The old library approach made sense back then. To be honest the library sector was tackling Internationalization issues well before the rest of the IT industry and had to create solutions that worked.
But jnternationalisation has undergone dramatic changes since the late 1990s, and honestly has left the library industry far behind.
This results in differences in terminology and concepts. Paradigm shifts.
For instance an ordered list of identifiers to me comprises multiple components ... indexing and stop words on one hand, collation and sorting on another ... and then string matching for search terms is separate again.
I suspect that bibframe doesn't need to address either collation or string matching ... those would be inherited. Although bibframe may need to identify a preferred normalisation form for data. There are various pros and cons esp for CJKV data.

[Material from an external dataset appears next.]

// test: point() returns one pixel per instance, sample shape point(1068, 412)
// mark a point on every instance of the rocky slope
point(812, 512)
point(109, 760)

What would need to be addressed is the indexing side. Whether this should be included in bibframe, in a separate spec or via discussion with the UTC and the CLDR people should be approached to include it in CLDR so it is accessible outside library industry and accessible within core development tools is a matter for debate ... if that makes sense?
What we have currently evolved through an historical context. But the context is very different now. And the industry need to leverage off the advances in internationalisation
On Feb 16, 2013 9:33 AM, "Karen Coyle" <[log in to unmask]> wrote:
On 2/15/13 1:08 PM, Andrew Cunningham wrote:
The more I consider Internationalization and bibframe, the more I realise that adopting RDF places bibframe in a different data ecosystem, inheriting a lot of internationalisation features from the Unicode and W3C sides.

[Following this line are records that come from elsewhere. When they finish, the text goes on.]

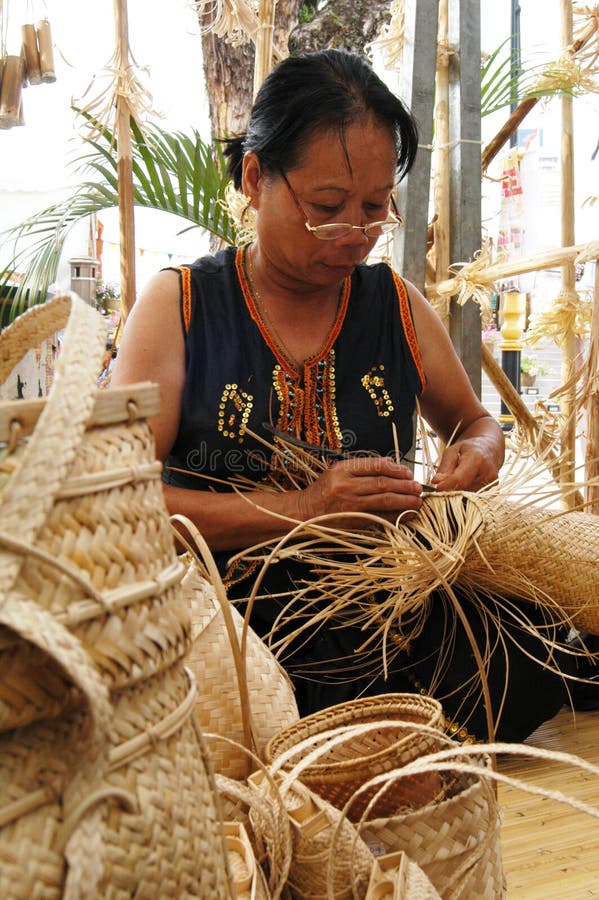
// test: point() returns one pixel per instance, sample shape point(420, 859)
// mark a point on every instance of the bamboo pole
point(506, 131)
point(124, 163)
point(441, 155)
point(592, 409)
point(568, 397)
point(520, 411)
point(264, 42)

So slabs of stuff like collation may not and should not be part of bibframe ever, but should be addressed in other forums like CLDR
I like the idea that collation, collocation, and order are application issues, not data issues. However, that is quite a leap from previous library practice where the goal of heading creation was precisely creating an ordered list of identifiers. If this non-collocation concept were to be accepted, wouldn't that also set bibframe apart from RDA (which I believe still has quite a bit of textual heading creation in its rules)?
I'm concerned that we seem to be heading in a few different directions, with no clarity as to how those may or may not ever work together. Quite honestly, moving to RDA at a time when we don't even know *when* (and perhaps *if*) we will be able to accommodate it in a machine-readable form  doesn't sound like a great idea.

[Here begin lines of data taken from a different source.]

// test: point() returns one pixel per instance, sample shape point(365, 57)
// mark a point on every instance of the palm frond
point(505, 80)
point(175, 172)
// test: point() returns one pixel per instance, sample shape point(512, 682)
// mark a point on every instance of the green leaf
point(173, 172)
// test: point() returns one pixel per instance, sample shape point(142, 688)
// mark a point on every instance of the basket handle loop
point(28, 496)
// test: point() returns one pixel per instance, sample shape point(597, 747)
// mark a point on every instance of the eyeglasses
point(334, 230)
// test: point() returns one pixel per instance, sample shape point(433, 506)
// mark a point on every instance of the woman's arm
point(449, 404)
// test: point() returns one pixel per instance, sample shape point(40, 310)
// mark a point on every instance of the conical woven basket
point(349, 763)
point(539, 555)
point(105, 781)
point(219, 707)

 And, no, I don't think that coding "RDA in MARC" is anything more than lipstick on a ... well, on a whatever. It seems like a square-peg, round-hole exercise, more pain than gain.
On Feb 16, 2013 12:54 AM, "Tom Emerson" <[log in to unmask]> wrote:
Andrew Cunningham writes:
> * sorting/collation in the Unicode context occurs within either a
> languageless multilingual context, ie DUCET. Which is/has just undergone a
> few very interesting changes, and locale specific collations identified in
> CLDR where one or more collations are defined per locale
The engineering complexity for systems like EBSCOhost and EBSCO Discover
Service is that many collections are multilingual and are sold
internationally. A customer in Sweden will want their data in Swedish
sort order, while another in Egypt will want a tailoring that uses
English with a preference for Arabic. Supporting all these possibilities
in a scalable fashion is a real challenge.
> * matching is more problematic, since it brings in both the need for
> normalisation and matching grapheme clusters. Although ideally for some
> languages these would need to be custom rather than default grapheme
Indeed... internationalized sorting is a very tricky thing to get
right. You're pretty much guaranteed to annoy everyone.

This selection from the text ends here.